An Angel at My Table was the first film from New Zealand to be screened at the Venice Film Festival, where it received multiple standing ovations and was awarded the Grand Special Jury Prize despite evoking yells of protest that it did not win The Golden Lion. In addition to virtually sweeping the local New Zealand film awards, it also took home the prize for best foreign film at the Independent Spirit Awards and the International Critics' Award at the Toronto International Film Festival. The film not only established Jane Campion as an emerging director and launched the career of Kerry Fox, but it also introduced a broader audience to Janet Frame's writing.

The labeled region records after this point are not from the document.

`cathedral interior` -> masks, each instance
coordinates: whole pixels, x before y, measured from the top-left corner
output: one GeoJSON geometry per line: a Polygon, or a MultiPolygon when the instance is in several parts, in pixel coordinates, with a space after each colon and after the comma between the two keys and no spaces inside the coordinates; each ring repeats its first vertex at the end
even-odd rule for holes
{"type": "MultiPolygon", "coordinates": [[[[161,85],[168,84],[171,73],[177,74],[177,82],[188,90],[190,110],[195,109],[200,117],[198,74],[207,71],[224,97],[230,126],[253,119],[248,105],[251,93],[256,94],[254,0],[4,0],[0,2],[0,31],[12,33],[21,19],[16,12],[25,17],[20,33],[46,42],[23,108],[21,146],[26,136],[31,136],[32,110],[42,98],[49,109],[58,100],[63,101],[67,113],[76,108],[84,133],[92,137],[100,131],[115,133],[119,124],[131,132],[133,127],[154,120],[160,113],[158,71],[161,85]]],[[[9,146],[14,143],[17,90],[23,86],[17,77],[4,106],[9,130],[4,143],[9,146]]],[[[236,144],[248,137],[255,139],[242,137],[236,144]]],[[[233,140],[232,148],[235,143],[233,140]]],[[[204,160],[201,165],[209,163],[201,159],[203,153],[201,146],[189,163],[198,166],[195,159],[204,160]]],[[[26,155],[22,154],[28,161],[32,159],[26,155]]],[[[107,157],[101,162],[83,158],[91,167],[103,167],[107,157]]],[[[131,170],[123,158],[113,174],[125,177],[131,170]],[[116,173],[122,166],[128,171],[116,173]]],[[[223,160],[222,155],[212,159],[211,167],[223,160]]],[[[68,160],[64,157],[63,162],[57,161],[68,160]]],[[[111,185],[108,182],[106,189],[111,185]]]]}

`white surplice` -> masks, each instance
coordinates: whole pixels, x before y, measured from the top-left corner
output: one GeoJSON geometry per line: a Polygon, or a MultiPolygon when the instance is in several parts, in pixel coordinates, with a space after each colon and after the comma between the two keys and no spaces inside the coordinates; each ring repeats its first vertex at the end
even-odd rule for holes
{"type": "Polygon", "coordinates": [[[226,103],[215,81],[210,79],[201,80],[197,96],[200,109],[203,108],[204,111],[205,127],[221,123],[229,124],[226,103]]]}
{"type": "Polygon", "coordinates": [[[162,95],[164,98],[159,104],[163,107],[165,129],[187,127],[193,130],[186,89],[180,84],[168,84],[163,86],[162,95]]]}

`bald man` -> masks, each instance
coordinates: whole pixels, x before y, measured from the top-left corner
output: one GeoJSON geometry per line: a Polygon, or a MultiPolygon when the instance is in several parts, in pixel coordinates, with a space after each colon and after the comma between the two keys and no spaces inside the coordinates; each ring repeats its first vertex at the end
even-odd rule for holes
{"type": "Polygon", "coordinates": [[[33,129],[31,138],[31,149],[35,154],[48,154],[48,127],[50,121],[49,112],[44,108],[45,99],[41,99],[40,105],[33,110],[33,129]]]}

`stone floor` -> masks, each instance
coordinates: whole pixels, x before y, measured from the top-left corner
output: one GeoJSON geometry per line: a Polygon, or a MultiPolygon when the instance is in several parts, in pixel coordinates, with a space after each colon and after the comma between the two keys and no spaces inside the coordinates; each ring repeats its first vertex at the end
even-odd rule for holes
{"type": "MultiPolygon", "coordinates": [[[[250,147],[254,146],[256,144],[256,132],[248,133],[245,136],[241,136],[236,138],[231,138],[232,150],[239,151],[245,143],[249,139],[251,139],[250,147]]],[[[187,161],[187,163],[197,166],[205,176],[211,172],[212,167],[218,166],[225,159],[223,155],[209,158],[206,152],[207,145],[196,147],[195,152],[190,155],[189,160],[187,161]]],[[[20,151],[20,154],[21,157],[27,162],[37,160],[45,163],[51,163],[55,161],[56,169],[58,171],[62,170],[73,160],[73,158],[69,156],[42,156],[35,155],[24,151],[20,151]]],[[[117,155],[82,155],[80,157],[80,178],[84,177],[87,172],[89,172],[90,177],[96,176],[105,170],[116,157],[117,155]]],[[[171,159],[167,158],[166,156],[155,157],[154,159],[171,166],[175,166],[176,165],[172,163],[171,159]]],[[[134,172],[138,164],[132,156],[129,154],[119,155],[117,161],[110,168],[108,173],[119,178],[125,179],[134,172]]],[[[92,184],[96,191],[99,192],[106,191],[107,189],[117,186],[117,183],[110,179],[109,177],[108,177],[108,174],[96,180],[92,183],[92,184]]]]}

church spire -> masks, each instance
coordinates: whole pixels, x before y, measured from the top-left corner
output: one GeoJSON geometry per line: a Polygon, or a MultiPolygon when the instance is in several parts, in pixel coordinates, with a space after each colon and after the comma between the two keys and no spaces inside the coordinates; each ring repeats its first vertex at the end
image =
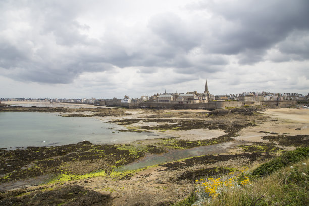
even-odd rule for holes
{"type": "Polygon", "coordinates": [[[208,87],[207,87],[207,79],[206,79],[206,84],[205,84],[205,91],[204,91],[204,93],[209,93],[208,92],[208,87]]]}

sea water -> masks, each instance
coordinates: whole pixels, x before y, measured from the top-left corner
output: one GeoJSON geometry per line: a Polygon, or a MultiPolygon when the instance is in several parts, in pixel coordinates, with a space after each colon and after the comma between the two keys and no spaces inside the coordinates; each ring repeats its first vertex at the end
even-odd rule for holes
{"type": "Polygon", "coordinates": [[[114,144],[156,137],[151,133],[118,131],[124,129],[123,126],[92,117],[64,117],[58,113],[32,112],[0,112],[0,148],[62,145],[83,140],[114,144]]]}

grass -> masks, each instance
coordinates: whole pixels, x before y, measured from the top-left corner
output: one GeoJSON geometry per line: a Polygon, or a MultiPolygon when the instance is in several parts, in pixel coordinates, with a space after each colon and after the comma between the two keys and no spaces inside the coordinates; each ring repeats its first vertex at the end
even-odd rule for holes
{"type": "MultiPolygon", "coordinates": [[[[236,176],[234,179],[237,179],[237,181],[231,181],[234,184],[231,184],[229,187],[227,187],[227,189],[226,185],[224,187],[224,181],[222,180],[230,178],[231,177],[221,176],[221,180],[216,182],[211,179],[210,181],[209,179],[204,181],[202,182],[203,188],[201,187],[200,183],[197,185],[197,189],[202,190],[201,188],[203,190],[196,192],[198,198],[193,205],[309,205],[308,149],[308,147],[303,147],[287,152],[278,158],[261,165],[254,171],[261,172],[264,170],[261,173],[263,174],[261,177],[245,173],[242,175],[236,176]],[[271,169],[269,170],[269,168],[271,169]],[[247,181],[246,184],[241,183],[244,182],[244,181],[247,181]],[[220,181],[223,183],[218,184],[220,181]],[[205,184],[205,182],[207,183],[205,184]],[[216,195],[212,195],[210,193],[210,191],[213,188],[217,192],[216,195]],[[208,195],[206,196],[207,198],[201,198],[201,193],[206,194],[208,195]]],[[[228,175],[230,176],[231,174],[228,175]]]]}
{"type": "MultiPolygon", "coordinates": [[[[303,161],[285,167],[271,175],[253,180],[251,184],[221,193],[206,205],[309,205],[309,169],[303,161]],[[294,168],[291,169],[290,166],[294,168]],[[305,174],[306,175],[303,175],[305,174]]],[[[309,159],[303,161],[309,165],[309,159]]]]}

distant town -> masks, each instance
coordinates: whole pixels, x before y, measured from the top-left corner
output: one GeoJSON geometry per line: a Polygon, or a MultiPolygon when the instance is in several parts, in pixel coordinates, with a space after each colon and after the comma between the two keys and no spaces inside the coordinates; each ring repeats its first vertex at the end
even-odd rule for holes
{"type": "Polygon", "coordinates": [[[295,93],[271,93],[265,91],[243,92],[237,94],[214,95],[208,91],[207,81],[203,93],[197,91],[187,91],[185,93],[157,93],[151,96],[142,95],[140,98],[130,98],[125,95],[123,99],[114,97],[113,99],[67,99],[67,98],[0,98],[0,101],[28,101],[55,103],[76,103],[105,105],[107,101],[113,101],[119,103],[142,103],[145,102],[174,104],[208,103],[211,101],[237,101],[242,102],[256,102],[266,101],[308,101],[309,93],[306,96],[295,93]]]}

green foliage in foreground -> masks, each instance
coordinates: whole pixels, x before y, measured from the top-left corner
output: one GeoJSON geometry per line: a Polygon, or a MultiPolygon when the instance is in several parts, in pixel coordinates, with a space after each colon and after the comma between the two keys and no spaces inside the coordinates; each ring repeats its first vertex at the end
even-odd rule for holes
{"type": "MultiPolygon", "coordinates": [[[[283,156],[282,160],[288,160],[290,163],[296,161],[300,158],[300,154],[303,154],[306,149],[303,148],[293,152],[287,152],[283,156]]],[[[302,159],[294,163],[287,164],[281,160],[271,162],[273,163],[271,165],[273,169],[271,175],[261,177],[251,176],[250,182],[246,185],[242,187],[231,185],[227,190],[219,189],[219,195],[214,198],[204,198],[197,195],[198,198],[192,205],[309,205],[309,158],[302,159]],[[286,165],[275,171],[275,168],[281,167],[274,167],[276,163],[286,165]]],[[[196,192],[197,194],[200,192],[196,192]]]]}
{"type": "Polygon", "coordinates": [[[287,151],[281,156],[261,165],[253,171],[252,175],[260,177],[269,175],[285,165],[297,162],[308,157],[309,147],[298,148],[294,151],[287,151]]]}
{"type": "Polygon", "coordinates": [[[192,193],[188,198],[176,203],[173,206],[191,206],[196,201],[197,198],[196,195],[192,193]]]}

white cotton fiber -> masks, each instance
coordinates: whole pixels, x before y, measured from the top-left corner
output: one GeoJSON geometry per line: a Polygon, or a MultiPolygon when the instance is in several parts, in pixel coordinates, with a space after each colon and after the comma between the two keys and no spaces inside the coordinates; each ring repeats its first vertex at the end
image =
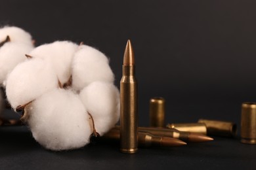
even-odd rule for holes
{"type": "Polygon", "coordinates": [[[114,74],[108,59],[100,51],[82,45],[75,52],[72,65],[72,88],[80,90],[92,82],[104,81],[112,83],[114,74]]]}
{"type": "Polygon", "coordinates": [[[114,126],[119,118],[119,93],[114,84],[95,82],[82,90],[79,95],[100,135],[114,126]]]}
{"type": "Polygon", "coordinates": [[[0,42],[5,41],[7,35],[9,36],[11,42],[26,44],[33,46],[30,34],[21,28],[9,26],[0,28],[0,42]]]}
{"type": "Polygon", "coordinates": [[[39,46],[30,56],[40,58],[51,63],[62,84],[67,82],[71,76],[71,65],[74,54],[78,46],[70,41],[56,41],[39,46]]]}
{"type": "Polygon", "coordinates": [[[31,45],[12,42],[6,42],[0,48],[0,84],[4,83],[7,75],[16,65],[26,60],[25,54],[32,49],[31,45]]]}
{"type": "Polygon", "coordinates": [[[56,89],[41,95],[29,107],[28,125],[33,137],[46,148],[70,150],[89,143],[92,127],[78,95],[56,89]]]}
{"type": "Polygon", "coordinates": [[[41,59],[31,59],[18,64],[7,77],[6,94],[15,109],[58,87],[52,66],[41,59]]]}

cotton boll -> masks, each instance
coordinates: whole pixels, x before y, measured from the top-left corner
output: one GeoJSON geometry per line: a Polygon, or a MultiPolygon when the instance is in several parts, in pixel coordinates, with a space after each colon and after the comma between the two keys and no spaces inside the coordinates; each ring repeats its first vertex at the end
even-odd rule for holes
{"type": "Polygon", "coordinates": [[[100,135],[114,127],[119,118],[119,94],[114,85],[95,82],[83,89],[79,95],[100,135]]]}
{"type": "Polygon", "coordinates": [[[56,89],[37,98],[28,109],[33,136],[46,148],[70,150],[89,143],[92,127],[78,95],[56,89]]]}
{"type": "Polygon", "coordinates": [[[16,65],[26,60],[25,54],[33,48],[31,45],[11,42],[0,48],[0,84],[4,83],[7,75],[16,65]]]}
{"type": "Polygon", "coordinates": [[[72,65],[72,88],[79,90],[92,82],[114,82],[108,60],[100,51],[82,45],[75,52],[72,65]]]}
{"type": "Polygon", "coordinates": [[[39,46],[29,55],[40,58],[51,63],[62,84],[68,82],[71,76],[71,65],[73,56],[78,46],[70,41],[56,41],[39,46]]]}
{"type": "Polygon", "coordinates": [[[58,78],[51,65],[41,59],[18,64],[7,77],[6,94],[16,109],[58,87],[58,78]]]}
{"type": "Polygon", "coordinates": [[[6,26],[0,28],[0,42],[5,41],[8,35],[11,39],[11,42],[26,44],[33,46],[30,34],[20,27],[6,26]]]}

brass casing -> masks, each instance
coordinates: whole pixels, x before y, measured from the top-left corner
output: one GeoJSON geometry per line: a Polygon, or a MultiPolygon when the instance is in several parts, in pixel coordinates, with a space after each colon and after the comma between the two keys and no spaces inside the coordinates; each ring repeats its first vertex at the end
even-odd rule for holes
{"type": "Polygon", "coordinates": [[[120,102],[120,150],[123,153],[135,153],[138,150],[138,104],[134,65],[123,65],[120,102]]]}
{"type": "MultiPolygon", "coordinates": [[[[114,129],[119,129],[120,126],[116,126],[114,129]]],[[[154,127],[139,127],[139,133],[146,132],[158,137],[167,137],[175,138],[187,142],[206,142],[213,139],[202,134],[196,134],[187,131],[179,131],[175,129],[168,129],[154,127]]]]}
{"type": "Polygon", "coordinates": [[[165,126],[165,99],[163,97],[153,97],[150,100],[150,126],[165,126]]]}
{"type": "Polygon", "coordinates": [[[256,144],[256,103],[242,104],[241,142],[256,144]]]}
{"type": "Polygon", "coordinates": [[[234,137],[236,135],[236,125],[230,122],[200,119],[199,123],[205,124],[207,135],[234,137]]]}
{"type": "Polygon", "coordinates": [[[207,129],[205,124],[190,123],[190,124],[169,124],[167,128],[176,129],[181,131],[188,131],[202,135],[207,134],[207,129]]]}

Roger Ebert gave the film 4 out of 4 stars, stating; "[The film] tells its story calmly and with great attention to human detail and, watching it, I found myself drawn in with a rare intensity". The film also received praise in The Guardian where film critic Derek Malcolm called it "one of the very best films of the year". The Sydney Morning Herald wrote, "Angel is a film where almost every image strikes the eye with the vividness of an inspired art composition: one where small incidents gain magical properties". Variety said the film is "potentially painful and harrowing...imbued with gentle humor and great compassion, which makes every character come vividly alive". In 2019, the BBC polled 368 film experts from 84 countries to name the 100 greatest films directed by women, with An Angel at My Table voted at No. 47.